Und was sollte Europa Ihrer Meinung nach eigentlich tun?

Europa müsste seinen Beziehungen zu Erdoğan Grenzen setzen. Die Türkei ist gegenwärtig in einer wirtschaftlichen Krise. Man könnte auf Wirtschaftssanktionen setzen, um einen Erdoğan, der die Menschenrechte in seinem Land außer Kraft gesetzt hat, zu schwächen. Der Europarat und das Europäische Parlament sollten gegenüber den Rechtsverstößen in der Türkei nicht schweigen. Gegen ein Land, das so schwerwiegende Menschenrechtsverletzungen begeht, muss eine klare Haltung an den Tag gelegt werden. Aktuell wollen weniger Menschen als zuvor in der Türkei Erdoğans Urlaub machen und das ist gut. Mit einem Stopp der Handelsbeziehungen und der Unterstützung der Opposition könnte das Erdoğan-Regime geschwächt werden.

Sie haben von der Schwächung des Erdoğan-Regimes gesprochen. Was könnte die Opposition in der Türkei tun, um diesem Ziel näherzukommen?

Ich glaube, den Kommunalwahlen könnten hier eine wichtige Bedeutung zukommen. Bei diesen Wahlen werden die Menschen nämlich nicht darüber entscheiden, wer das gesamte Land lenken soll. Sie werden darüber entscheiden, wie ihre Wohnorte und Städte geleitet werden sollen. Wenn wir uns die aktuelle Situation und die sozialen Probleme der Menschen vor Augen führen, kann es durchaus passieren, dass Erdoğan bei diesen Wahlen geschwächt wird. Vor allem in Großstädten wie Istanbul könnte die Opposition durch gemeinsame Kandidaten und einen gemeinsamen Wahlkampf zu einer Niederlage Erdoğans beitragen. Diese Wahlen werden zwar nicht zu einem Ende des Erdoğan-Regimes führen, aber sie können Hoffnungen für die Zukunft schaffen. 

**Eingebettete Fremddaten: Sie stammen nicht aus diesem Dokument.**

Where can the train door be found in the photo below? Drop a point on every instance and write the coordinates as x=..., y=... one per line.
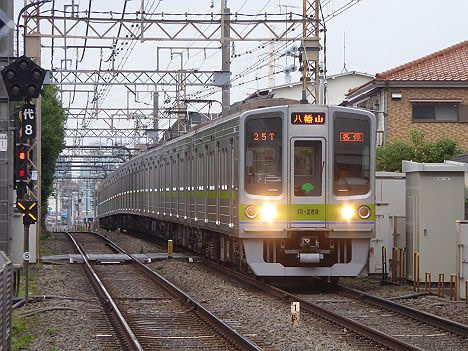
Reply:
x=307, y=187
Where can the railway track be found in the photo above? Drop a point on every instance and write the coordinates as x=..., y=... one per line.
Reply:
x=147, y=311
x=382, y=323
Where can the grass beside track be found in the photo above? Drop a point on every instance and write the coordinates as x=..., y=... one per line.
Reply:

Das Schweigen des Europarates und des CPT im Falle von Öcalan ist nicht zu verstehen

Sie haben auf die schwerwiegenden Menschenrechtsverletzungen in der Türkei hingewiesen. Wie bewerten Sie die Isolation des kurdischen Repräsentanten Abdullah Öcalan, der für die Lösung der kurdischen Frage ein unverzichtbarer Akteur ist?

Lassen Sie mich zunächst festhalten, dass die Situation Öcalans von großer Bedeutung ist. In seinem Fall werden universelle Menschenrechte verletzt. Bei der Lösung der kurdischen Frage ist er ein wichtiger und großer Akteur. Im Ergebnis kommt ihm die Bedeutung zu, dass die kurdische Bevölkerung ihn zu einer Führungspersönlichkeit erklärt hat. Das Schweigen bei Rechtsverletzungen gegenüber einer solch bedeutungsvollen Person ist nicht verständlich und nicht zu akzeptieren. Öcalan müssen dieselben Rechte zugestanden werden wie allen anderen Gefangenen. Das ist ein universelles Recht. Besuche durch seine Angehörigen und seine Anwälte gehören zu seinen Grundrechten. Es kann keine Rechtfertigung dafür geben, dieses Recht zu unterbinden.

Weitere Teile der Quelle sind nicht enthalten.